Мишка и Борис смотрят на Самойлова. А Самойлов поглядывает на стену, где висят часы.
— Всё вам рассказал, — говорит инженер. — Пора идти.
— А вы и сейчас на двери спите? — не утерпел и спросил Мишка.
Самойлов засмеялся.
— Да, сплю на двери. Я вам забыл сказать — дверь обита клеёнкой, а внутри что-то мягкое. Настоящий диван.

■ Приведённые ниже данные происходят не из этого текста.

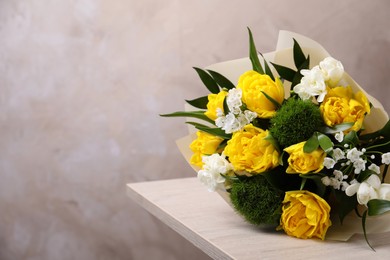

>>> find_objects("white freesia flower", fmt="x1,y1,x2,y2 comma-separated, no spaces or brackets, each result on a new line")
345,174,381,205
332,148,345,162
198,153,233,192
320,57,344,87
226,88,242,115
382,152,390,165
334,131,344,143
347,147,363,162
323,157,336,169
294,66,327,102
378,183,390,200
368,163,381,174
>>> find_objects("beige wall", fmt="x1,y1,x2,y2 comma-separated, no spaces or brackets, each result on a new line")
0,0,390,259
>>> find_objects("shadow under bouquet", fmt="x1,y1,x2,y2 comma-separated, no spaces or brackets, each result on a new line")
162,29,390,248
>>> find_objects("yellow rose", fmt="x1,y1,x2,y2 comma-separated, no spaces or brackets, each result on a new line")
237,70,284,118
190,131,223,167
204,91,227,120
280,191,332,240
320,86,370,131
284,142,326,174
224,124,279,174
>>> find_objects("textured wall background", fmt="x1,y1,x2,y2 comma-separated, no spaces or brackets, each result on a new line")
0,0,390,259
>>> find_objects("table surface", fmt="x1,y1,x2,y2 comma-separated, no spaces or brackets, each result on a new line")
127,178,390,260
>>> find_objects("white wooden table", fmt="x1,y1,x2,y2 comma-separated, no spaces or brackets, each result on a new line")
127,178,390,260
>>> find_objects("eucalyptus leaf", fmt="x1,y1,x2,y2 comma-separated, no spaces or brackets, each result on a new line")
248,27,264,74
271,62,297,82
160,111,214,124
207,70,236,89
303,133,320,153
260,53,275,81
362,210,375,251
194,67,219,94
367,199,390,216
186,96,209,109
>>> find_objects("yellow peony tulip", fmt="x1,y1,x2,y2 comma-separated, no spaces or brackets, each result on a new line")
190,131,223,167
224,124,279,174
284,142,326,174
320,86,370,131
204,91,228,120
279,191,332,240
237,70,284,118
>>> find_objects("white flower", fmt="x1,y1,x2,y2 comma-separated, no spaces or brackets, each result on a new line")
347,147,363,162
226,88,242,115
345,174,381,205
334,131,344,143
198,153,233,191
353,158,366,174
368,163,381,174
332,148,345,162
382,152,390,164
320,57,344,87
294,66,327,102
324,157,336,169
378,183,390,200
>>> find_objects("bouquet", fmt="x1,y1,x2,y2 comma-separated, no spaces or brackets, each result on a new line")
162,28,390,247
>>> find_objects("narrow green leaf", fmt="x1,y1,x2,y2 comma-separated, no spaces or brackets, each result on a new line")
248,27,264,74
317,133,333,153
293,39,306,69
194,67,219,94
362,210,375,251
303,133,320,153
207,70,236,89
186,96,209,109
160,111,214,124
260,53,275,81
261,91,281,109
271,62,297,82
367,199,390,216
291,56,310,89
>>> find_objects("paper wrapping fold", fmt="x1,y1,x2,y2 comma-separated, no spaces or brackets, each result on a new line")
176,31,390,241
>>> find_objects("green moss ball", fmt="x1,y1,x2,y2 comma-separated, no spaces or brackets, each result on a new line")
269,98,323,147
230,175,284,226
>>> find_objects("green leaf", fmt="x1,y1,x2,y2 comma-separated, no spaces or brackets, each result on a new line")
186,96,209,109
160,111,214,124
293,39,306,68
248,27,264,74
194,67,219,94
303,133,320,153
333,190,357,224
362,210,375,251
291,56,310,89
207,70,236,89
260,53,275,81
317,133,333,153
320,123,355,134
261,91,281,109
271,62,297,82
367,199,390,216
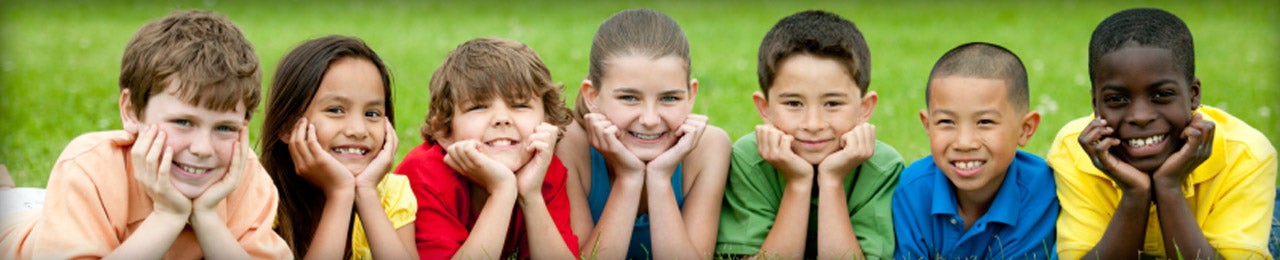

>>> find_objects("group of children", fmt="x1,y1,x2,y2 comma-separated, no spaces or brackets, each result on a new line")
0,4,1276,259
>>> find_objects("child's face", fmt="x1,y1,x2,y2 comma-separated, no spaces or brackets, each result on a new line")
302,58,387,173
586,55,698,161
920,77,1039,193
440,97,547,172
1093,46,1199,173
122,81,248,199
754,54,876,164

— А я на сундуке сплю, — сказал Мишка.
— Думаешь, на сундуке лучше?
Они все вместе вышли из красного уголка. Навстречу шёл детский сад, дети шли парами. Они шагали медленно и пели не очень дружно про то, как в ночи ясные, про то, как в дни ненастные мы гордо, мы смело в бой идём.
Роза вянет от мороза
Бабушка ушла. Мишка нырнул головой в сундук. Пахнет нафталином. Перламутровый бинокль с одним стёклышком. Страусовые перья, лёгкие, как облака. Шляпа. Альбом в бархатном красном переплёте. На страницах нарисованы синие незабудки и написаны стихи по-старинному, с буквой «ять» и с твёрдым знаком.
«Муся ангел, Муся цвет, Муся розовый букет».
И ещё:
«Твоя прелесть словно роза, только разница одна: роза вянет от мороза, твоя прелесть — никогда».
«Когда ты станешь бабушкой, надень свои очки и вместе с твоим дедушкой прочти мои стихи».
И опять нарисованы цветочки, синие и красные.
Дальше Мишка читать не стал. Старые письма, перевязанные лентой, он тоже положил на пол.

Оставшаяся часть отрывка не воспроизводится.